Szollas seeks a judgment against Oasis, "declaring that Dr. Szollas is not personally liable under the guaranty," and "rescinding the guaranty as to Dr. Szollas." (Mot. at 6.) It is well-settled that the court has authority to enter declaratory default judgments as well as default judgments for monetary damages. See Owners Ins. Co. v. Complete Mech. Servs., Inc., No. 08 C 4201, 2008 WL 4821654, at *1-2 (N.D. Ill. Oct. 31, 2008) (entering default declaratory judgment of non-liability). The court will therefore enter a default judgment declaring the guaranty invalid as between Oasis and Szollas. Oasis is hereby precluded from claiming any kind of contribution or indemnification from Szollas under the guaranty. This will not, of course, prevent Tygris from enforcing the guaranty against Szollas. See Principal Mut. Life Ins. Co. v. Eady, 889 F. Supp. 1067, 1072 (N.D. Ill. 1995) (holding that admissions in default judgment could not be enforced by non-defaulting second party against non-defaulting third party in same litigation).

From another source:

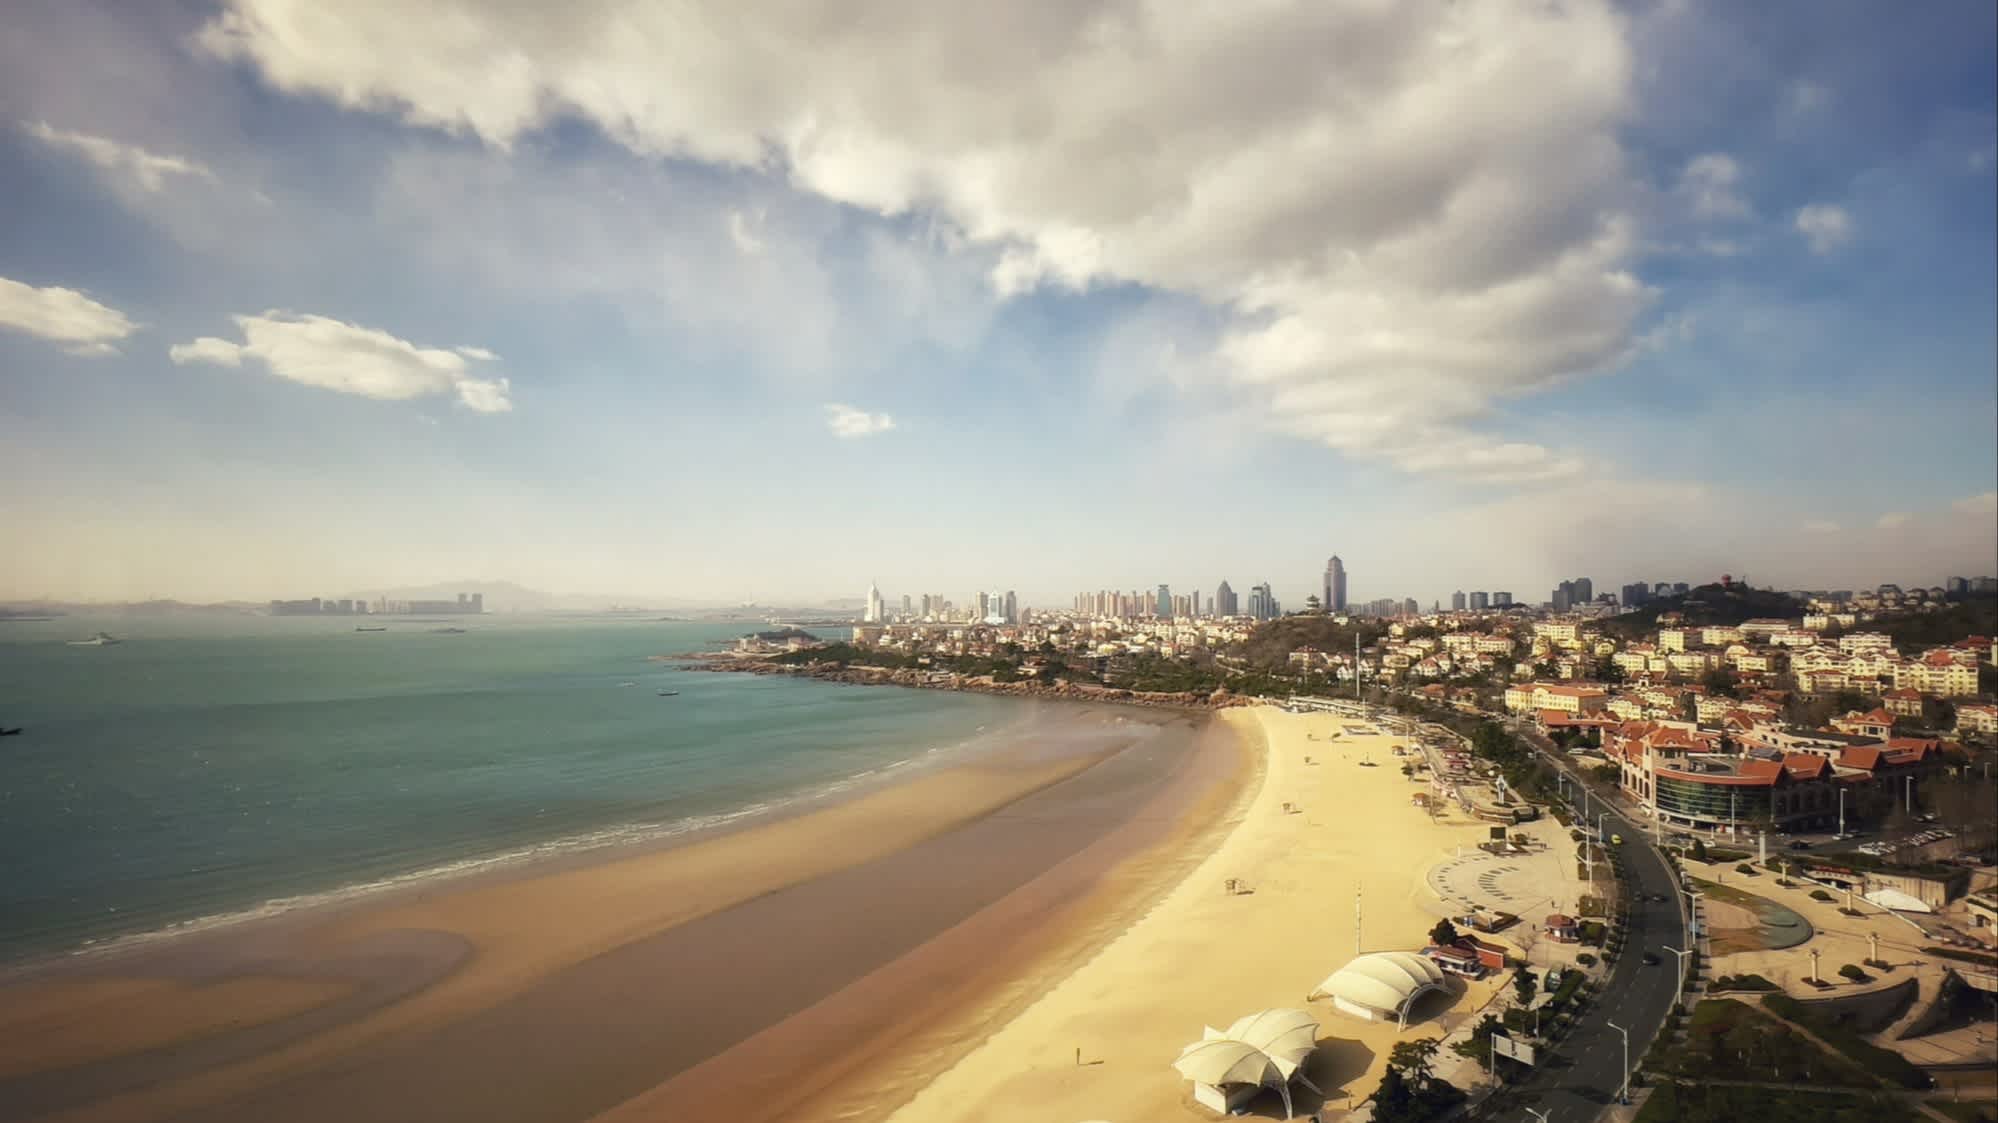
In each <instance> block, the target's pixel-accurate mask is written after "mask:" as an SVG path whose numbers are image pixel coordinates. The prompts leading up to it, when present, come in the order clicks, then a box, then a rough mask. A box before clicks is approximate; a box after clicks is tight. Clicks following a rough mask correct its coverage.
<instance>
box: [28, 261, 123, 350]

Szollas also seeks an order "directing Oasis Center . . . to pay any judgment entered in favor of Tygris." (Mot. at 6.) This request is ambiguous. To the extent Szollas seeks a declaratory judgment holding Oasis liable for any amounts Szollas is forced to pay Tygris, the motion is granted. See Owners Ins., 2008 WL 4821654, at *1-2. To the extent Szollas seeks a money judgment against Oasis, or an order directing Oasis to reimburse Szollas for any judgment entered against her, the motion is denied. Since no judgment has yet been entered against Szollas, it is impossible for the court to "ascertain the amount of damages with reasonable certainty." See Peterson v. Olson, No. 05 CV 3475, 2006 WL 1215385, at *3-4 (N.D. Ill. May 2, 2006) (holding that non-defaulting party not entitled to "speculative" damages). Szollas is free, however, to move for entry of a default money judgment once her liability to Tygris (if any) has been assessed.*fn5


Szollas' motion for default and default judgment against cross-defendant Barsa and third-party defendant Oasis [Doc. No. 29] is granted in part and denied in part.